Berlin. Intimer als Sex: Die Kulturgeschichte des Knutschens ist reich an Überraschungen

    Heute schon einen Kuss bekommen? Dann ist ja gut. Denn wer wenig küsst, bekommt nicht nur schneller Falten, sondern ist auch sonst oft schlechter drauf. Und für die Liebe sind Küsse ohnehin unentbehrlich – für manche Forscher sogar wichtiger als Sex. „Wenn ein Paar aufhört zu küssen, sind sie innerlich schon dabei, sich zu trennen“, sagt der Berliner Psychologe und Buchautor Wolfgang Krüger. Nicht zu unterschätzen zum Tag des Kusses am heutigen 6. Juli ist neben aller Romantik die Chemie.

    Die erste schriftliche Erwähnung des Küssens finde sich in den indischen Veden, einer Sammlung religiöser Texte von vor rund 3500 Jahren, so Krüger. „Deshalb wird das Küssen als bewusste, sozial-kulturelle Handlung auf diesen Zeitraum datiert.“ Wahrscheinlich küsst die Menschheit aber schon seit Urzeiten. Der Anfang in der Evolutionsgeschichte klingt allerdings eher unromantisch. Küssen diente vor allem der Weitergabe zerkleinerter Nahrung an Kinder, die noch nicht selbst kauen konnten. Mit Schneiden und Kochen fiel diese Funktion weg. „Doch das Küssen als eine sehr intime Form der Begegnung blieb erhalten“, sagt Krüger.

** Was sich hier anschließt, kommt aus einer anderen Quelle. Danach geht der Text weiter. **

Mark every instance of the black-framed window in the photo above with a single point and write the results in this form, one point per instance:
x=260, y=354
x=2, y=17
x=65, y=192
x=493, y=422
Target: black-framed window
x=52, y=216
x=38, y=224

    Anders bei Tieren: „Es gibt zwar Affen und sogar Fische, die sich küssen“, berichtet Krüger. Wissenschaftler seien sich aber unsicher, ob das ein Liebesritual ist oder der gegenseitigen Fütterung dient.

    Was zumindest in Menschen beim Knutschen vor sich geht, haben Wissenschaftler erst in den vergangenen Jahrzehnten erforscht. Die Lust aufs Küssen entsteht demnach durch das Zusammenspiel einer Vielzahl von Hormonen – und hat neben dem Wohlfühleffekt offenbar auch Vorteile für die Gesundheit. Die Pulsfrequenz steigt und der Stoffwechsel verbessert sich. Vielküsser könnten dadurch weniger anfällig für Bluthochdruck und Depressionen sein, hieß es vor 15 Jahren in einer Untersuchung zum deutschen Jahr der Chemie. Der ausgetauschte Speichel soll gut für das Immunsystem und die Zähne sein, weil antimikrobielle Enzyme Karies und Parodontose vorbeugen. Um tiefe Falten brauchen sich eifrige Küsser auch weniger Sorgen zu machen. Sie trainieren alle 34 Gesichtsmuskeln auf einmal und straffen so ihre Haut. Und ein leidenschaftlicher Kuss gibt aus wissenschaftlicher Sicht den gleichen Kick wie 25 Gramm Schokolade – mit einem Vorteil: Er macht nicht dick.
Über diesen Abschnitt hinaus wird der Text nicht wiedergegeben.